The Supreme Court of India. (Pinakpani/Wikimedia)
The Supreme Court of India. (Pinakpani/Wikimedia) 
Politics

SC Is Over-Reaching On Rafale: It Is Now Party To The Weakening Of Institutions

ByR Jagannathan

If the Modi government has any self-respect, it should tell the court it cannot divulge details of the Rafale deal in a “sealed cover”.

The next time the Indian Army chief is asked to fight a war, maybe he should consider placing his battle plans in a “sealed cover” before the Chief Justice of India (CJI) so that the country achieves true transparency before it can legitimately defend itself. After all, what’s better than transparency in a democracy adjudicated by men (almost always men) in black robes?

If you think this statement is rather outlandish, this is the logical end-outcome of the Supreme Court demanding to know the price of a Rafale combat aircraft. In hearings yesterday (31 October), a bench comprising Chief Justice Ranjan Gogoi, and justices U U Lalit and K M Joseph, said “the court would like to be apprised of the details with regard to the pricing/cost, particularly the advantage thereof, if any, which again will be submitted to the court in a sealed cover.”

We will come back to the farcical nature of contents delivered in “sealed covers” later, but let’s first look at how the court has inserted itself into a technical decision regarding which aircraft the country should buy for its defence, how much it should pay for the same, and whether the price paid is worth it.

Earlier, on 10 October, the bench had merely wanted to know how the government decided on its Rafale deal with Dassault, and the government duly complied by giving it a statement on the decision-making process in a “sealed cover” on 26 October.
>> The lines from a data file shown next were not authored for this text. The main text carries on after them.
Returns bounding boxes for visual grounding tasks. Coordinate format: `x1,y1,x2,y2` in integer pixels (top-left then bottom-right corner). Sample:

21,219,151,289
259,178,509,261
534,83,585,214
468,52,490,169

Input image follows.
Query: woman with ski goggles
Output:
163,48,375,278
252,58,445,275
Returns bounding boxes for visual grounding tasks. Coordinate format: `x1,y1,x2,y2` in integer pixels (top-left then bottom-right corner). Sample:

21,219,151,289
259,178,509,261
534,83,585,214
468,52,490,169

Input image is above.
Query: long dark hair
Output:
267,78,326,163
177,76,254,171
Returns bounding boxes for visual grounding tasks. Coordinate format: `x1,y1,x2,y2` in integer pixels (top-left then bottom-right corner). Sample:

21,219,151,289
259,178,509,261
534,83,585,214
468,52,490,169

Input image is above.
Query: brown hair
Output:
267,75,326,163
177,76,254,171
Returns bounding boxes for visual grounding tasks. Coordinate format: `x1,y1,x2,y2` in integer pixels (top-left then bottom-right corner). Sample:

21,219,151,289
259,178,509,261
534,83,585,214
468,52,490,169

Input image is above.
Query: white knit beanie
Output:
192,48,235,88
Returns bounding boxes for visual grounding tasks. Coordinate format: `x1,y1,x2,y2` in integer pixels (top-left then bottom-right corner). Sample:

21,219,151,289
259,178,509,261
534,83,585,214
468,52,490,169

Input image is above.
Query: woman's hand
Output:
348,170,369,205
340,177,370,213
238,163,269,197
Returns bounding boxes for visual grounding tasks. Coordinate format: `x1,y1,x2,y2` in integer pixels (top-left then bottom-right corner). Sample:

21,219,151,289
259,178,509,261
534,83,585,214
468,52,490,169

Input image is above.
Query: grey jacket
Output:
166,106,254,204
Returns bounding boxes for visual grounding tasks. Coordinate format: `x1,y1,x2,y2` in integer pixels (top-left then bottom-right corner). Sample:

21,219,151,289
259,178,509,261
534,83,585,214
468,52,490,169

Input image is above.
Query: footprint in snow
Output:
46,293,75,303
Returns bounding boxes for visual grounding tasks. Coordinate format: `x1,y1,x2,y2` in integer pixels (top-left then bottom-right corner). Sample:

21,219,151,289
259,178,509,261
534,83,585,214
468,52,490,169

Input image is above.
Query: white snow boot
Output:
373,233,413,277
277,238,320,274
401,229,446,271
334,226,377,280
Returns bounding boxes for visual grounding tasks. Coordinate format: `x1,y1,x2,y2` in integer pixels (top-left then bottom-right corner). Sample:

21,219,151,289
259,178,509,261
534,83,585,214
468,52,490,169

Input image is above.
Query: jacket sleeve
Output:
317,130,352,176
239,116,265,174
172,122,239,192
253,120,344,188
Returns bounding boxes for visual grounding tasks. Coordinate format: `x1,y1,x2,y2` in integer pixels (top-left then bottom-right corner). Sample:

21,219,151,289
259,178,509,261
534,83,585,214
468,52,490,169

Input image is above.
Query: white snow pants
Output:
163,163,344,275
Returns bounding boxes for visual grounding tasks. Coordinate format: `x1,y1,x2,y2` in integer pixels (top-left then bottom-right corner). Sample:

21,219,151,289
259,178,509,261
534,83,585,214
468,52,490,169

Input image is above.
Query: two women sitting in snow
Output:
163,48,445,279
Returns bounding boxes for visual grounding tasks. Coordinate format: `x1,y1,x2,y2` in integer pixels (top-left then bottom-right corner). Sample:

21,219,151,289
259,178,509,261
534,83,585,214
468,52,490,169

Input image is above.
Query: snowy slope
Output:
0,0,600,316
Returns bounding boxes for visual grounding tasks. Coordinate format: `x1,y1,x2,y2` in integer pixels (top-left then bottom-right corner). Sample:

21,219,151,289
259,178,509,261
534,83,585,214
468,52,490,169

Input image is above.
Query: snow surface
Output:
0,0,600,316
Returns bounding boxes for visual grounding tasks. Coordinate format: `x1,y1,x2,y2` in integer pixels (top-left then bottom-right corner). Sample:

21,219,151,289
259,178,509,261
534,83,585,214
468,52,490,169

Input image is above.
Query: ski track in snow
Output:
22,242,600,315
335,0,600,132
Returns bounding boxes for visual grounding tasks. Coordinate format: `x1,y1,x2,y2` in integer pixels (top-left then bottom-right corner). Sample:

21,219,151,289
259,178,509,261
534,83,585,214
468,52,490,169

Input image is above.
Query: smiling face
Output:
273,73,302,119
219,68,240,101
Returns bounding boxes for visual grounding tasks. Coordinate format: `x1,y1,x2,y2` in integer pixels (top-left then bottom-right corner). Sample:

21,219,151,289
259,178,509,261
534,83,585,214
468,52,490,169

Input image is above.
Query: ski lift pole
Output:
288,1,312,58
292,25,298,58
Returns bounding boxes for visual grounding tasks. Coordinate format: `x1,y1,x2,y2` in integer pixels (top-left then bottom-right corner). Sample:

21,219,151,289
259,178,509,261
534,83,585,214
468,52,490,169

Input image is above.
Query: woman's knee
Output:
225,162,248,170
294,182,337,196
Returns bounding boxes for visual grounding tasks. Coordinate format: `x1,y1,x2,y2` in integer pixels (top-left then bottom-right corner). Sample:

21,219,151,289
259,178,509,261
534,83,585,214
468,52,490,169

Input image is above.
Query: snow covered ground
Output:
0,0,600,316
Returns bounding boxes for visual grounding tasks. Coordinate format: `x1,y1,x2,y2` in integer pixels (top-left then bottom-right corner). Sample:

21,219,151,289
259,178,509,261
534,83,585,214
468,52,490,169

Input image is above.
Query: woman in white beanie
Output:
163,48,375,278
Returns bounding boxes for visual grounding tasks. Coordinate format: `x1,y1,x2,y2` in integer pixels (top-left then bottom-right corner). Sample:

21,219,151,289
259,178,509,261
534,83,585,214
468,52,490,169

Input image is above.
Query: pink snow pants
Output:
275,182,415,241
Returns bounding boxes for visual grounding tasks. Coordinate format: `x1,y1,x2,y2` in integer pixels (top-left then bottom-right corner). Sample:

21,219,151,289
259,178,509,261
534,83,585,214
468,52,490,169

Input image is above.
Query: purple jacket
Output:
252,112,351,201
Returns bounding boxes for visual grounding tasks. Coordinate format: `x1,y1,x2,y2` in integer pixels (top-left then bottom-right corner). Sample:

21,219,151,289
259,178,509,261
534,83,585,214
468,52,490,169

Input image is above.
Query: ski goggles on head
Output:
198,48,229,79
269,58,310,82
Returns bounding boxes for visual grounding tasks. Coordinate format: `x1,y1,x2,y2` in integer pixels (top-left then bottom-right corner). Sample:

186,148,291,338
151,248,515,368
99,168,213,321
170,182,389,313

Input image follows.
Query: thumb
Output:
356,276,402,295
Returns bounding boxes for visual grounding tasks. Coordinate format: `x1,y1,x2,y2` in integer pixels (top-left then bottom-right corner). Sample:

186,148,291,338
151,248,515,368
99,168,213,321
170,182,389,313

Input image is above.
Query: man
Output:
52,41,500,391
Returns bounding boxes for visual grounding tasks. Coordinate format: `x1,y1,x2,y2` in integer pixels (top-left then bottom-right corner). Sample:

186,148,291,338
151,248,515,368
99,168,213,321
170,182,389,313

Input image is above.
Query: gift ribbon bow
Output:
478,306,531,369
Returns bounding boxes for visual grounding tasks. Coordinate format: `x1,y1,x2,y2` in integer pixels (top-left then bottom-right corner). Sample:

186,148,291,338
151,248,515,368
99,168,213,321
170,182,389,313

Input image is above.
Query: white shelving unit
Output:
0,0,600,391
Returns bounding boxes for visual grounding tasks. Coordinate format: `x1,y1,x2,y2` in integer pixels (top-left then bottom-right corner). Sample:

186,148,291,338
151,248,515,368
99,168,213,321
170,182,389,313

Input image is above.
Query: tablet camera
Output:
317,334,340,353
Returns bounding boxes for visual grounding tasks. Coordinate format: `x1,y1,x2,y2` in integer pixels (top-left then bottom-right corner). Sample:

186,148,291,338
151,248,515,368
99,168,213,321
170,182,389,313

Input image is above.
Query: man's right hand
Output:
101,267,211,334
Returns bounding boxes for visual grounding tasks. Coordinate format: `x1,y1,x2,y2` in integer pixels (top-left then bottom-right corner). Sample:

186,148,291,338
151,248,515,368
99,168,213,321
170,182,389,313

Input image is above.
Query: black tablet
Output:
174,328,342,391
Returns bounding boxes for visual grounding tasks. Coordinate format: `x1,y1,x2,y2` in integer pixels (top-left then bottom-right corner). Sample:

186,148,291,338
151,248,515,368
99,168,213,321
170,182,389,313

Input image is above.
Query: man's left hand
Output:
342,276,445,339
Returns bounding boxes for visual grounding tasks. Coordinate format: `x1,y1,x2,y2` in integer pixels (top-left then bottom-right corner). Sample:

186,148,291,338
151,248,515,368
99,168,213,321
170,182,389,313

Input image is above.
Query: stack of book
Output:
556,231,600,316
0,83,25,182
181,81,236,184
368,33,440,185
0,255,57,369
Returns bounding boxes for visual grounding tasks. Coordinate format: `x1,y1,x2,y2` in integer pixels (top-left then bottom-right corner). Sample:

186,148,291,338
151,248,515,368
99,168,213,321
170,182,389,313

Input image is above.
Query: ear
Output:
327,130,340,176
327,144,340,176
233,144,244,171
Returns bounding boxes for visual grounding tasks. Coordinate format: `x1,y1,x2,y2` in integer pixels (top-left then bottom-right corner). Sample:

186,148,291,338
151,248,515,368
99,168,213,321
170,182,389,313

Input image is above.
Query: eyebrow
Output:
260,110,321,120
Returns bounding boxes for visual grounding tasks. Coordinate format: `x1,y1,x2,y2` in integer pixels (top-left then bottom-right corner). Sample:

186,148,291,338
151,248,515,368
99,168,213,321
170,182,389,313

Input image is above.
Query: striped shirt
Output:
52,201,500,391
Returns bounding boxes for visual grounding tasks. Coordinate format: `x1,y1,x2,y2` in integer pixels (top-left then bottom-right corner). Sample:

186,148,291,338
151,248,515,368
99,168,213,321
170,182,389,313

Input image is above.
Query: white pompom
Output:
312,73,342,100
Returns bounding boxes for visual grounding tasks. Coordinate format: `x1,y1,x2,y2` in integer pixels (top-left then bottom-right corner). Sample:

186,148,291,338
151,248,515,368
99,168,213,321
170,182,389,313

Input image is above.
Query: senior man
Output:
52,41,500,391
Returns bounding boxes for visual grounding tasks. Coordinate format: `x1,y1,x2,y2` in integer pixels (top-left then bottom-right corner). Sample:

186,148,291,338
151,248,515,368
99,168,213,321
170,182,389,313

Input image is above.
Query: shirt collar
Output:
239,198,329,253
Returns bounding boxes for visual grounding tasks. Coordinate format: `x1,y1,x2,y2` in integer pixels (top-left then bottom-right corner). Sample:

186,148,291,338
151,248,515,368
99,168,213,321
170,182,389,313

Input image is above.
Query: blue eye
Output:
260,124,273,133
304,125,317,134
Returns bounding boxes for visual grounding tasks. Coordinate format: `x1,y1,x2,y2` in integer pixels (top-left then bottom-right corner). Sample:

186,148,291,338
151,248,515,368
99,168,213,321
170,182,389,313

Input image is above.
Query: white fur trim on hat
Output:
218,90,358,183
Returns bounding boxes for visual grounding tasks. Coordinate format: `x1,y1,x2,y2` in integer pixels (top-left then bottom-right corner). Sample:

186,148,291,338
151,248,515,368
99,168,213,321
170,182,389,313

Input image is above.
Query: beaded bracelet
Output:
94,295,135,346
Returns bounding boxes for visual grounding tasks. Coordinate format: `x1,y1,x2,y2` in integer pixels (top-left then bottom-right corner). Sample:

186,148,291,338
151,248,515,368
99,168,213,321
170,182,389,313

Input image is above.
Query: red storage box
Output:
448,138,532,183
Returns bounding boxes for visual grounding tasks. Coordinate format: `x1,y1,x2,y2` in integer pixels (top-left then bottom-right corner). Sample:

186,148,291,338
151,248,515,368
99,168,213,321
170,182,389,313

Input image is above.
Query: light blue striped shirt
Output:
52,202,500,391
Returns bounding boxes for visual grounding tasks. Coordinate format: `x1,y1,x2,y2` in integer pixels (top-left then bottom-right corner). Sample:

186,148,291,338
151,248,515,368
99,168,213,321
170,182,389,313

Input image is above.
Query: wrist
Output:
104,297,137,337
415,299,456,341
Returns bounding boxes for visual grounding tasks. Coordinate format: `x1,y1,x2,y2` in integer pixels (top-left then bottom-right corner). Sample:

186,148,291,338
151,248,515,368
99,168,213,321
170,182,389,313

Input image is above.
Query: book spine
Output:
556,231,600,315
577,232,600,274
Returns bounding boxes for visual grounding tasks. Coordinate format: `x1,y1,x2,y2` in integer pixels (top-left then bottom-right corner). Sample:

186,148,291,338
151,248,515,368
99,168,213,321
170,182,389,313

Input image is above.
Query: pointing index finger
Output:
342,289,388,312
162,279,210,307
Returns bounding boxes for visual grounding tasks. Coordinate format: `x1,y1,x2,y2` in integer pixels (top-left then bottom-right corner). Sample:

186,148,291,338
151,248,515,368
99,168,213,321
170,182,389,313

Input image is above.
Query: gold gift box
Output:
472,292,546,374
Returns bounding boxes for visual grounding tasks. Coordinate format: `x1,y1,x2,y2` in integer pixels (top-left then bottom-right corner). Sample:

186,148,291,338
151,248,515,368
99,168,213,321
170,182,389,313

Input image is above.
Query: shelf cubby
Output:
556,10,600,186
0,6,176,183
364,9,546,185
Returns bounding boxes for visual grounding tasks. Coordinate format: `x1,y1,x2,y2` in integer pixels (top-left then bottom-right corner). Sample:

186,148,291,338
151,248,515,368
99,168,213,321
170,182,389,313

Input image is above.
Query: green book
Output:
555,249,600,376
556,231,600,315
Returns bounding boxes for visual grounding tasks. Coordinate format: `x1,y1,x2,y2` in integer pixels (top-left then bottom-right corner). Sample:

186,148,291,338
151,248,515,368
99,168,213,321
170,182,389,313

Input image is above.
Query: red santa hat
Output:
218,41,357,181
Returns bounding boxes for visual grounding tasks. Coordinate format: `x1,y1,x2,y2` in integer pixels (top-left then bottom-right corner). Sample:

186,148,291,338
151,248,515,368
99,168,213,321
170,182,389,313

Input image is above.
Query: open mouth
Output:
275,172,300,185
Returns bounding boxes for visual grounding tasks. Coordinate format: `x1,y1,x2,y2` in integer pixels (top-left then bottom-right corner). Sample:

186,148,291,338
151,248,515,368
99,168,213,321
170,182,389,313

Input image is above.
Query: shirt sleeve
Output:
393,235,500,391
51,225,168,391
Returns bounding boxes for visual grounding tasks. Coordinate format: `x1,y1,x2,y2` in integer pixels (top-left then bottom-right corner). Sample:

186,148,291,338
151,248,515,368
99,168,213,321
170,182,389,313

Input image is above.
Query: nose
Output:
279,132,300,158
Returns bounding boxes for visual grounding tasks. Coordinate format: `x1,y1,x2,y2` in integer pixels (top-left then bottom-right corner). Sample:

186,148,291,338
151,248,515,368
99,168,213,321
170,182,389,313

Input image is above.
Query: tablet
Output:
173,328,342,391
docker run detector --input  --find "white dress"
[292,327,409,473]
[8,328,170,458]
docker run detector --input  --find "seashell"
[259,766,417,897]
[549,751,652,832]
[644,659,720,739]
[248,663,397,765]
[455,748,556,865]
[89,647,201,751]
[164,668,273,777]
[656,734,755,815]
Now, the court not only wants to know how the deal was decided, but whether the decision itself was right.

How is it the job of the judiciary to decide this issue? Is it even equipped to do so? Let’s say the government tomorrow gives it another sealed envelope indicating that the price being paid for each Rafale is “x”, and then offers a paragraph each on the advantages of each weapon system, radar, or device attached to the combat aircraft. What, one may ask, is the court’s competence to decide on any of this?

Zero.

And if it is zero, it follows that if at all the court wants to figure out whether the price was right, the weapon systems were right, and that the difference in prices paid for a fully-loaded Rafale and the deal being negotiated earlier was justified, will it not need another expert panel to advise it on the matter before it takes a view? Or will it ask Rahul Gandhi, Arun Shourie and Yashwant Sinha to help it decide whether the deal was kosher?

And once experts are going to be consulted, where is the question of secrecy in a defence deal with huge implications for security?

Why then it is so outlandish for me to suggest that even war plans can be given to the court in a sealed envelope?

The farce involved in giving information in a sealed envelope should be obvious to anyone who can think beyond basics. Sealed covers are not meant to remain sealed; at the very least, the CJI will have to open it. Will he then take one look and decide for himself if the answers given are valid or not, especially when the subject is technical? Will he discuss it with his spouse, or fellow-judges before arriving at a decision? Is secrecy compromised once so many people are involved in discussing it? And what will the CJI do with the contents once they are out? Will he read and destroy? How is the government to know that these secret details are indeed destroyed to be sure that they don’t fall in the wrong hands?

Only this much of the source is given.